The Colorado State Veterinarian reported confirmed cases of equine herpesvirus type 1 (EHV-1) in horses on two separate premises. Those horses had traveled to an event together in Scotsdale, Arizona. Both horses showed neurologic signs consistent with neurologic equine herpesvirus or equine herpesvirus myeloencephalopathy (EHM).
The following report from the Colorado State Veterinarian was provided by the Equine Disease Communication Center.
On April 9, 2021, the Colorado Department of Agriculture, State Veterinarian’s Office, was notified of a potential equine herpesvirus type 1 (EHV-1) case in El Paso County from a private practicing veterinarian.
The case had originally presented with a fever of unknown origin on April 4.
After several days with no resolution of clinical signs, the clinician submitted a respiratory panel, which came back positive for EHV-1. The index horse was stabled at a farm with 35 horses.

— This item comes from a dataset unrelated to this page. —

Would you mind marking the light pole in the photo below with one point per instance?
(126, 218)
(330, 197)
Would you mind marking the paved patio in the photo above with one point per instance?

After being made aware of the potential for EHV-1 in the index horse, the stable manager began to monitor temperatures on the other horses in the barn. Seven additional febrile horses on the premises were identified from April 7-9.
A veterinarian submitted samples from a second horse on the premises, which also tested positive for EHV-1.
Additionally, one of the febrile horses on the index premises began to show neurologic signs on April 11, indicative of equine herpes myeloencephalopathy (EHM).
The State Veterinarian’s Office was made aware that a group of horses from the index premises and additional barns in the county had recently traveled together to attend an equine event in Scottsdale, Arizona, from March 14-29.
An additional horse on a second premises that had traveled to and from the show was also found to be febrile. That horse developed neurological signs consistent with EHM on April 12.
Both premises are under quarantine and are being monitored by the State Veterinarian’s Office and their private veterinarians.
A third associated premises that also transported horses to the same event is under a hold order. That premises has had no febrile horses or horses with clinical signs consistent with EHV-1.
The Colorado State Veterinarian’s Office has been communicating with the Arizona State—where the show was hosted—to provide notification to other event attendees.